From raids to travel bans: American companies face mounting obstacles in China
Commerce Secretary Gina Raimondo said on Tuesday that US companies have complained to her that China has become “uninvestable,” citing fines, raids and other measures that have made doing business in the world’s second-largest economy risky.
Here are details of some of the biggest obstacles to doing business in China in recent years.
Raid and fines:
Chinese authorities raided the Mintz Group’s Beijing office in March and detained all five local employees in what appeared to be the start of a wide-ranging crackdown on advisory and due diligence firms, including Bain & Co’s Shanghai office and Capvision Partners. .
The Beijing Municipal Bureau of Statistics later confiscated 5.34 million yuan of “illegal proceeds” to Mintz and imposed an administrative fine of a similar amount, resulting in a total fine of about $1.5 million.
The agency said the company had conducted “statistical investigations involving foreigners” without seeking and obtaining consent. Mintz said she stands ready to work with the Chinese authorities “to remove any misunderstandings that may have led to these events.”
Travel Ban: China is increasingly preventing people from leaving the country, including foreign executives. A Reuters analysis of data on the travel ban from China’s Supreme Court database shows that the number of cases mentioning the ban increased eightfold between 2016 and 2022.
Slow regulatory approvals: Earlier in August, Intel Corp. canceled its $5.4 billion deal to buy Israeli chipmaker Semiconductor Ltd. Tower after the merger expired without regulatory approval in China.

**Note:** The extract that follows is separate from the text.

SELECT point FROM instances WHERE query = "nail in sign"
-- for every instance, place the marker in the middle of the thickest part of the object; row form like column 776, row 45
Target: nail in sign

Last year, DuPont De Nemours Inc canceled a $5.2 billion deal to buy electronic materials maker Rogers Corp after a delay in obtaining approval from Chinese regulatory authorities.
anti wet:
Chinese lawmakers in April approved a sweeping update of Beijing’s anti-espionage law, which bans the transmission of any national security information and expands the definition of espionage.
The law, which took effect in July, has alarmed the United States, which has warned that foreign companies in China could be penalized for their normal business activities.
All “documents, data, materials and items related to national security and interests” will be under the same protection as state secrets after revisions, according to the full text of the amended law released by Xinhua news agency. The law does not specify what falls within China’s national security or interests.
Questions about due process:
Minister Raimundo said there was “no justification” for China’s actions against chip maker Micron Technology, whose products Beijing imposed restrictions on earlier this year. “There was limited legal action,” she said.